Australia trade

Australia given green light to export lamb to India

By RJ Whitehead

- Last updated on GMT

Related tags Australia

Australia given green light to export lamb to India
Australia’s trade department has announced that the country will begin to export lamb to India free of quotas, based on Australia’s compliance with India's food safety requirements.

"Working with India to have our lamb enter this massive market is exactly the sort of cooperation we are seeking with the countries of Asia to drive Australia's prosperity​," Trade minister Craig Emerson said of the development.

As FoodNavigator-Asia reported last month, Emerson had recently been in India for talks with his local counterpart on the trade and investment relationship between the two countries.

India is Australia's fourth largest export market and the two-way trading relationship currently stands at around A$18bn.

Growing demand

So far, only small quantities of frozen and chilled lamb have been allowed into India since an agreement on food safety requirements was finalised at the end of last year.

Emmerson said the breakthrough had come when Indian authorities agreed to recognise Australia's own system of licencing abbatoirs rather than sending out their own inspectors, a long and expensive process.

The deal will be especially pleasing for Emmerson, whose government role doubles as the minister assisting the prime minister on “Asian Century​” policy.

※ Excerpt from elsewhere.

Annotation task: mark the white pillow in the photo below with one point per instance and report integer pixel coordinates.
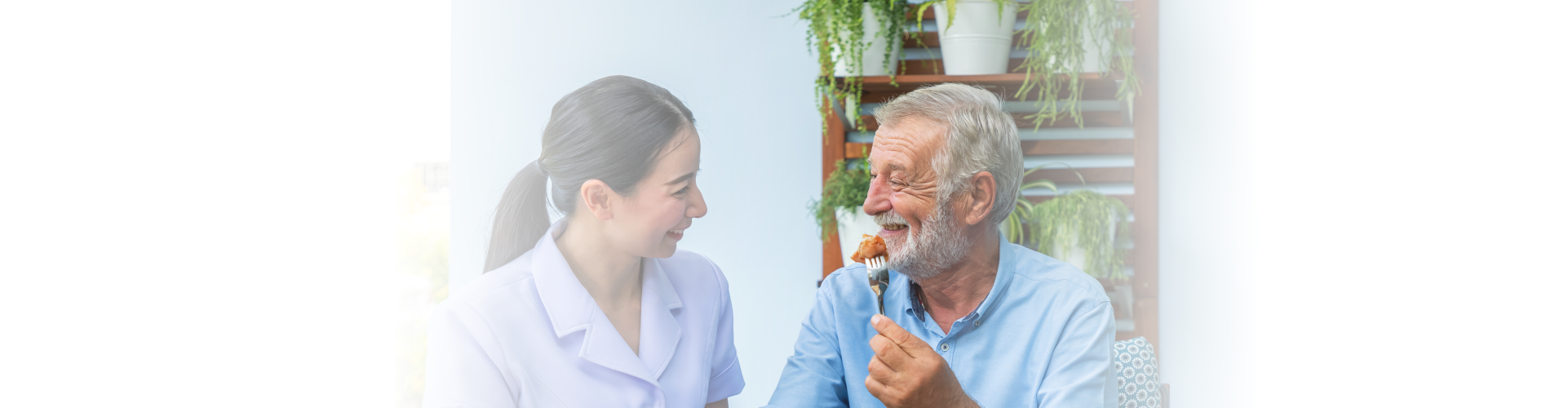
(1137, 374)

He is often on hand when Canberra has something to say about India, China, Thailand or Malaysia, and is frequently heard to bang the drum for Australian trade links to the continent.

Now he has secured the lamb deal with Delhi, his next mission is to promote Australia as a “world superpower in clean, green food exports​”, although he has warned that this is unlikely to happen without sizeable Chinese investment.

Foreign investment

Emerson told delegates this week at an agricultural conference in Canberra that it was "absolutely stupid​" to suggest Australia's farming sector could reach its full potential without foreign investment.

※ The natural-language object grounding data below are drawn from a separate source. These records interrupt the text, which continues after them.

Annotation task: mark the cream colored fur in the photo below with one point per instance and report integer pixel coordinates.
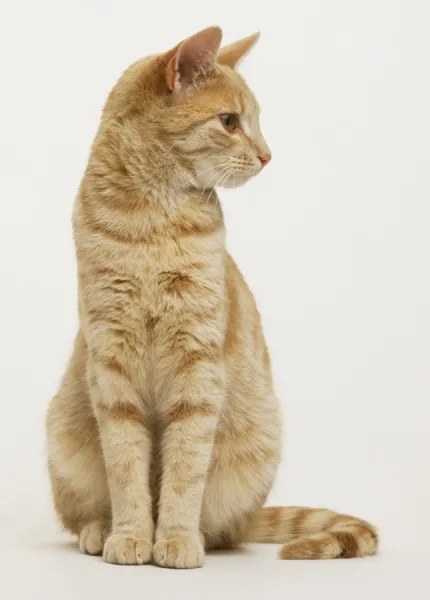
(164, 437)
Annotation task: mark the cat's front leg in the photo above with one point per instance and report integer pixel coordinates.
(126, 443)
(190, 412)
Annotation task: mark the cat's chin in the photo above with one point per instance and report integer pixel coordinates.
(237, 181)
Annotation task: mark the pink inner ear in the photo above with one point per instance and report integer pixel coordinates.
(195, 56)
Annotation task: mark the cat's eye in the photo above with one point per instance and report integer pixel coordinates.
(230, 121)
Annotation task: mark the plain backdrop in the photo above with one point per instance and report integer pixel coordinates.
(333, 239)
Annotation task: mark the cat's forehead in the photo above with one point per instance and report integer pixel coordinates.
(232, 88)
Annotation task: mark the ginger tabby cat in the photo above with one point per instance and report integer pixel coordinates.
(164, 437)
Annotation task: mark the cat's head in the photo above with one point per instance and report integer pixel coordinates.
(190, 115)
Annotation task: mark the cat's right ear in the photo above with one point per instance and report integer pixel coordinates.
(195, 57)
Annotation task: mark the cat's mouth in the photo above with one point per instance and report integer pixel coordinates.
(240, 177)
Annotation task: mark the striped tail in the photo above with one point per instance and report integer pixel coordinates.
(312, 533)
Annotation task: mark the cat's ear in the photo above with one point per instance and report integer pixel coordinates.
(195, 57)
(232, 54)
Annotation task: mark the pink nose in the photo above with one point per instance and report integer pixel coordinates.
(264, 158)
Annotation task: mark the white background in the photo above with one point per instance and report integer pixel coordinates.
(333, 238)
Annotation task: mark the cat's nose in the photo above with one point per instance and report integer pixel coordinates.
(264, 158)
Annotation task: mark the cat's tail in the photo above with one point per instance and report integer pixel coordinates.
(312, 533)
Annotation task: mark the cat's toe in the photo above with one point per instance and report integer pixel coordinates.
(91, 538)
(180, 552)
(121, 549)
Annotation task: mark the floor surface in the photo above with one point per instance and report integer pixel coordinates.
(51, 568)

"It would be a betrayal to Australia's national interest if any political party sought to put up the shutters to foreign investment in Australian agriculture and the great opportunities that provides​," he told the Outlook 2013 conference by the Australian Bureau of Agricultural Research Economics and Sciences (Abares).

Emerson said Chinese investment was the "next generation​" to follow British, American and Japanese interests in Australia, adding that Australian farmers had a “once in a generation” opportunity to become world leaders in premium products.

"To imagine that this can be achieved without foreign investment is stupid​," he warned.

"We cannot have unchallenged the debate going on in Australia that there should be a stop sign put up to Chinese investment in Australian agricultural production​."